Virgilio me soltó el brazo. ¡Menos mal, porque se me estaba quedando dormido!
—Está bien —aceptó, y se resignó con un suspiro—. Verás: tu viaje es voluntad del Cielo. La Virgen María, que se compadece de los cristianos que se hallan en dificultades, te vio en la selva y se apiadó de ti. Entonces habló con santa Lucía para que te concediera la gracia de iluminarte, y ella, a su vez, apeló a Beatriz, que acudió a mí y me pidió que te ayudara a salir de allí. Yo te acompañaré solo un tramo; después, la propia Beatriz se encargará de ti. Ella te guiará en tu viaje...
A ver si lo había entendido bien: primero se había preocupado por mí la Virgen; luego, santa Lucía; luego, Beatriz y, finalmente, Virgilio. Entonces en el otro mundo se seguía una jerarquía, como en la vida militar o en las administraciones públicas. Cualquiera, en mi lugar, se habría sentido en la gloria con tantos honores, pero mira por dónde: ¡me hallaba a las puertas del Infierno!

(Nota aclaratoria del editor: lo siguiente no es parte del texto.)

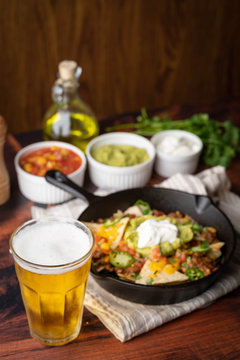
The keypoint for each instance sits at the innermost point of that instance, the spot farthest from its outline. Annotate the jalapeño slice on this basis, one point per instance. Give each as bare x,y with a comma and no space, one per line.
121,259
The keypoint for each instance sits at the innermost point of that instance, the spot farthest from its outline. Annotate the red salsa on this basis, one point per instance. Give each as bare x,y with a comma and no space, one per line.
38,162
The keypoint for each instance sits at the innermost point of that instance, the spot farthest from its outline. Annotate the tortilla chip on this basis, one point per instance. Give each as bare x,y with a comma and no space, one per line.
215,252
162,277
134,210
94,227
113,233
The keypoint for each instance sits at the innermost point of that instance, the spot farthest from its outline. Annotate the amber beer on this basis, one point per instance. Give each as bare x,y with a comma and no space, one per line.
52,262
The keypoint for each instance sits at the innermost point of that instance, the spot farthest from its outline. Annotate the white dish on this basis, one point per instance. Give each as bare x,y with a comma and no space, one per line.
169,164
119,178
36,188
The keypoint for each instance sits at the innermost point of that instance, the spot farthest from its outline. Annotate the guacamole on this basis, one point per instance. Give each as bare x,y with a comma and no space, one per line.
120,155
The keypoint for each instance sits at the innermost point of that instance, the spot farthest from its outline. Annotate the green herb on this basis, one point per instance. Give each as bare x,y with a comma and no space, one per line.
194,274
204,247
136,276
220,139
108,223
144,207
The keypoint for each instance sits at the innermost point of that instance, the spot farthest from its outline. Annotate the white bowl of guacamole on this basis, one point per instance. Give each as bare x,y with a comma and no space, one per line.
120,160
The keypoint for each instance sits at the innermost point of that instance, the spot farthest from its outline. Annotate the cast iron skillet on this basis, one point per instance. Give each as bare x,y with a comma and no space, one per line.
200,208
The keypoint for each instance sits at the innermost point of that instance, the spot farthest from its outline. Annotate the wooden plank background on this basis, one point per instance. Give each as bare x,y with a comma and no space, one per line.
134,53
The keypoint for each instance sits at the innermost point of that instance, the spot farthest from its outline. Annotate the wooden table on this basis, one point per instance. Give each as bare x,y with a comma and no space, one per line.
210,333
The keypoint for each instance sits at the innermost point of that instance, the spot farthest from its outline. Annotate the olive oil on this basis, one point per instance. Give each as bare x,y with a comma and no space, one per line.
69,119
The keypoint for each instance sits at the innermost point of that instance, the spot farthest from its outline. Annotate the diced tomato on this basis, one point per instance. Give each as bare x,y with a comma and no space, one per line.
156,253
39,161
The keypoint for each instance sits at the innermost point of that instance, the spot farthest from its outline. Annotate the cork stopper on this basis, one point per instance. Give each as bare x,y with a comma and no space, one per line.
67,69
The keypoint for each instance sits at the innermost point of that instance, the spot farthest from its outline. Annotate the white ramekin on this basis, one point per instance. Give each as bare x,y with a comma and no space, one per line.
36,188
120,178
167,165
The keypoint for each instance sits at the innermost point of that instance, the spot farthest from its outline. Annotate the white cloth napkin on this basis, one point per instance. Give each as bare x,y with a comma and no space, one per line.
127,320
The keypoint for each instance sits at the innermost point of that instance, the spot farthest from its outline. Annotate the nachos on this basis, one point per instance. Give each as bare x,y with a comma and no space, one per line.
146,246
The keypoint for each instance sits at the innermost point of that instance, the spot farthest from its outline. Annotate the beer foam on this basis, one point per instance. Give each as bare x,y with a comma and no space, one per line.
51,244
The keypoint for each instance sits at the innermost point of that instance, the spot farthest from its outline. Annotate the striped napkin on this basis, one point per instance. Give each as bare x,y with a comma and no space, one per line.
127,320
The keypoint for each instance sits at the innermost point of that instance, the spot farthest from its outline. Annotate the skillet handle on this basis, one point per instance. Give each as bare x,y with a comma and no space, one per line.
57,178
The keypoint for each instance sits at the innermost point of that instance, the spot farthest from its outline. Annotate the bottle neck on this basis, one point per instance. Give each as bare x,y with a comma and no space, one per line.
63,96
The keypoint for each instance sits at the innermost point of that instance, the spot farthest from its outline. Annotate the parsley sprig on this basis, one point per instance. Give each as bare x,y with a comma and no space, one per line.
220,139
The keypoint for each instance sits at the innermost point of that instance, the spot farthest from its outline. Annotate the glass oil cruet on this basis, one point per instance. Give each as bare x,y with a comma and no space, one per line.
69,119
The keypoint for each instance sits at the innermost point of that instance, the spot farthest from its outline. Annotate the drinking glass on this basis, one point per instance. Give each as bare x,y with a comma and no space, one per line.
52,261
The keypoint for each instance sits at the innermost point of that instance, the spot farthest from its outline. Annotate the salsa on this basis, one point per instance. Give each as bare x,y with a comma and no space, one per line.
38,162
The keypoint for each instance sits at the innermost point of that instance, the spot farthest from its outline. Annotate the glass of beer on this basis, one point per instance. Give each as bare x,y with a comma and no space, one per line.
52,260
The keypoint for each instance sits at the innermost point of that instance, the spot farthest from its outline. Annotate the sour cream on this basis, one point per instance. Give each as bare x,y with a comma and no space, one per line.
152,232
177,146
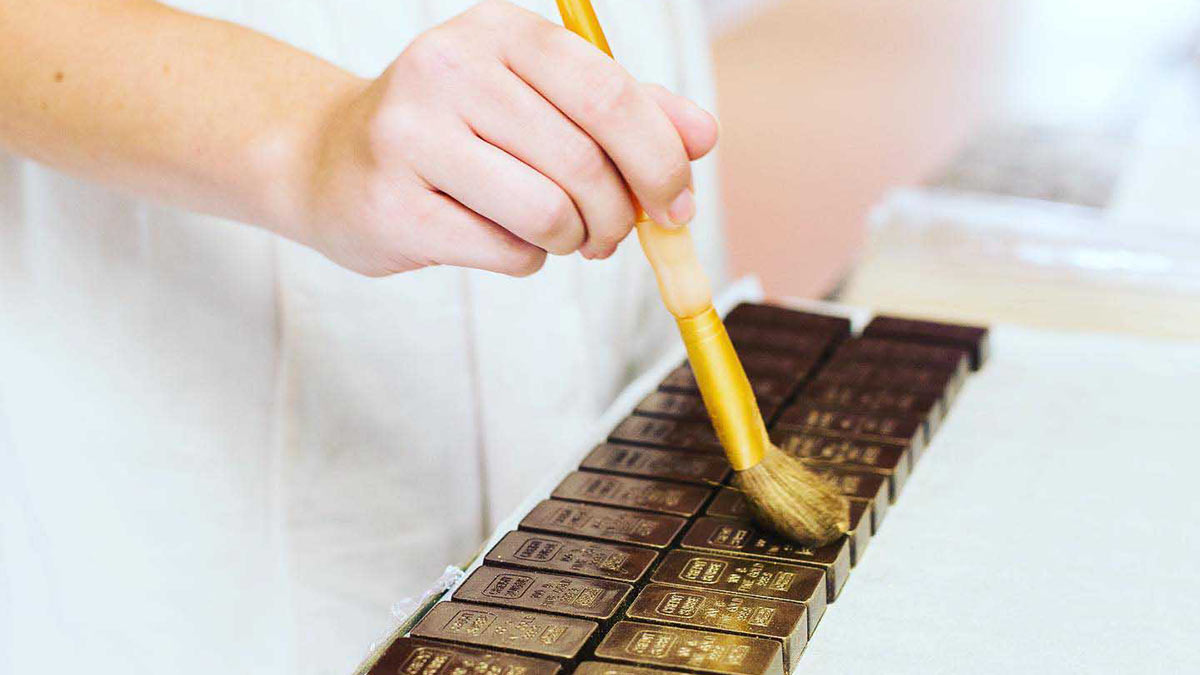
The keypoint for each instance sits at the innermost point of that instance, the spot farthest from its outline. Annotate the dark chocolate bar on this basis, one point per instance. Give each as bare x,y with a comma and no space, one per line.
411,656
795,320
549,553
697,651
757,578
652,463
666,434
544,591
521,631
730,613
906,431
744,537
604,523
678,499
747,336
971,338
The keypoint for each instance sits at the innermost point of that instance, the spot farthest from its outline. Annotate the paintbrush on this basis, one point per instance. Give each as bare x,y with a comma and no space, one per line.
783,494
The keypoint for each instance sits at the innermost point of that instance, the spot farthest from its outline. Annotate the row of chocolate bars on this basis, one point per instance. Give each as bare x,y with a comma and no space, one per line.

—Bueno, vale —respondí, poco convencido—. ¿Pero por qué tengo que atravesar el reino de ultratumba? Algún objetivo tendrá este viaje...
—¡Pues claro!
—¿Cuál?
Virgilio suspiró, como si quisiera contarme algo que no podía decir.
—Ya te he contado lo que pasa y por qué estamos aquí. La razón de tu viaje es un misterio aún mayor, y de verdad que no puedo contártelo. ¡Lo sabrás a su debido tiempo!
Comprendí que era inútil insistir. Eso sí, me quedé con un aspecto concreto de la historia: ¡volvería a ver a Beatriz! ¡Dios mío, cuánto me alegraba saberlo! ¡Casi me habían entrado ganas de emprender el viaje y todo! Me cambió el humor de repente.
—¡Vamos! —apremié a Virgilio.
Le tiré de la manga para que se apresurara. Un instante después, nos adentrábamos en el Infierno.